Thursday, September 3, 2009

THE HEAT IS ON

UN endorses India on climate change

TIMES NEWS NETWORK


New Delhi: For the first time, a UN agency has endorsed India and developing countries on the climate change front. In its World Economic and Social Survey Report 2009, the UN said rich countries had consumed more than their fair share of carbon space and needed to take deep emission cuts if the new climate agreement was to be equitable.

The survey said investments in energy infrastructure would have to be doubled from the existing $500 billion per year to $1 trillion and there was a need to spend approximately $20 trillion by 2030 to move the world to a low carbon growth path.

The report, released on Wednesday by Sunita Narain, director of Centre for Science and Environment, warned that industrialised countries had already emitted 209 gigatonnes of carbon. If the rise in global temperatures was to be kept below 2°C, industrialised countries would have to reduce their emissions by more than 100% below 1990 levels by 2050.

At present, industrialised countries have not agreed to reduce their emissions by even 40% below 1990 levels by 2030 and 80% by 2050.

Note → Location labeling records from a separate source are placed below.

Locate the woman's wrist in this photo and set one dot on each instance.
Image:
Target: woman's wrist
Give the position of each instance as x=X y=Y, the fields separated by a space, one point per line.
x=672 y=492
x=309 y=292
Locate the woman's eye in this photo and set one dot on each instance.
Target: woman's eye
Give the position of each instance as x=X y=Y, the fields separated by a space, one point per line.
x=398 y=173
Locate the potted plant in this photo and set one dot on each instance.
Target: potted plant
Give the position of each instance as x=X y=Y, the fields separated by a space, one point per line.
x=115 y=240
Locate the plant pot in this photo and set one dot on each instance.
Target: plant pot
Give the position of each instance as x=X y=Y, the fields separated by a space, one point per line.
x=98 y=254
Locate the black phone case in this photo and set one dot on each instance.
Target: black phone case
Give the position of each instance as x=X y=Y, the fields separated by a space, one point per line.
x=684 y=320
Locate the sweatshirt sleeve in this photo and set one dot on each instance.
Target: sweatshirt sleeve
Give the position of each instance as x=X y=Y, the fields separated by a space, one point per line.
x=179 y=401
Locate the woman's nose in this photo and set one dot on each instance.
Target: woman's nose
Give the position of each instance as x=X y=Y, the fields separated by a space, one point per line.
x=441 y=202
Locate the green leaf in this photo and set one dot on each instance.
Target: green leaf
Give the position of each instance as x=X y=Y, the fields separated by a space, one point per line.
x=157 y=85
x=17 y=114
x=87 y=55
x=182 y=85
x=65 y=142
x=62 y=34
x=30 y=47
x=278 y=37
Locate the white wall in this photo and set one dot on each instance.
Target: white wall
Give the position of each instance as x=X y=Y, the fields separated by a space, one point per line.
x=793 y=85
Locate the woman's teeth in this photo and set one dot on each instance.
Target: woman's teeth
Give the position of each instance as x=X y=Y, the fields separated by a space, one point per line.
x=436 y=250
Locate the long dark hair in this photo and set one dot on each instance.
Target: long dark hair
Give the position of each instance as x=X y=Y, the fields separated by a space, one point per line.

Releasing the report, Narain said: “The report makes it clear that to avert climate catastrophe, industrialised countries have to take deep emission cuts and the developing countries have to participate. But in this new global deal, the participation has to be conditional on transfer of technology and funding.”

The report, coming months before the critical UN negotiations lead to an agreement in December at Copenhagen, could provide another weapon in the Indian arsenal when it asks the rich nations to bear the burden of their ‘historic responsibility’ in emitting greenhouse gases.

The UN survey pointed out that in a fair deal, industrialised countries should only occupy 21% of the global carbon budget. But it added that even under the most ambitious proposal from the rich nations, they would end up consuming 48% of the budget, at the cost of the poorer nations.

The report also recommended a global clean energy fund, a better carbon trading mechanism and a forestrelated financing mechanism.